The cloud application is a video analysis platform employing Lambda function and ECR to execute a multi-stage processing pipeline for user-uploaded videos:
-
Pipeline Start (Stage 1):
- Users upload videos to the designated input bucket, named
input. - Upon upload, the video-splitting Lambda function is triggered.
- Users upload videos to the designated input bucket, named
-
Stage 1 - Video Splitting:
- The video-splitting function utilizes FFmpeg to split videos into frames.
- It saves these frames as JPG images in the
stage-1bucket. - This function triggers the face-recognition function asynchronously upon completing its task.
-
Stage 2 - Face Recognition:
- The face-recognition function processes the frames from Stage 1.
- Using a Single Shot MultiBox Detector (SSD) algorithm and a pre-trained CNN model (ResNet-34), it identifies faces in the frames.

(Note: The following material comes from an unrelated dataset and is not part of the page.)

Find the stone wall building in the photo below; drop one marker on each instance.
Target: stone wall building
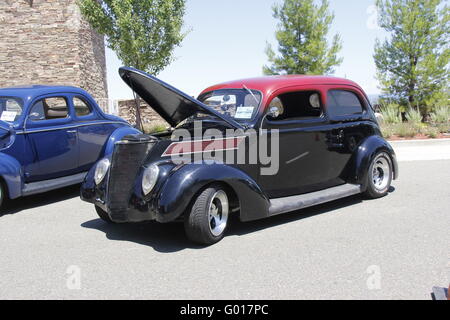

- Recognized faces are stored as text files in the
outputbucket, with each file containing the name of the identified person.
-
Input Bucket (
input):- Stores uploaded .mp4 video files.
- Triggers the video-splitting Lambda function upon new uploads.
-
Stage-1 Bucket (
stage-1):- Stores JPG images resulting from the video-splitting function.
- Names of images correspond exactly to the input video names with .jpg extension.
-
Output Bucket (
output):- Stores text files (.txt) containing recognized names of faces from Stage 2.
- Names of text files match the original input video names with .txt extension.
-
Video-splitting Function:
- Triggered by new video uploads to
input. - Uses FFmpeg to split videos into frames, storing them in
stage-1. - Asynchronously invokes the face-recognition function upon completion.
- Triggered by new video uploads to
-
Face-recognition Function:
- Triggered by the completion of video-splitting.
- Processes each image frame to detect and recognize faces using OpenCV and ResNet-34.
- Stores recognized names as text files in
output.
- IAM
- S3
- Lambda
- Cloud Watch
- ECR
This project not only enhanced my proficiency in cloud programming and PaaS but also equipped me with practical skills in implementing scalable and efficient serverless applications using AWS Lambda.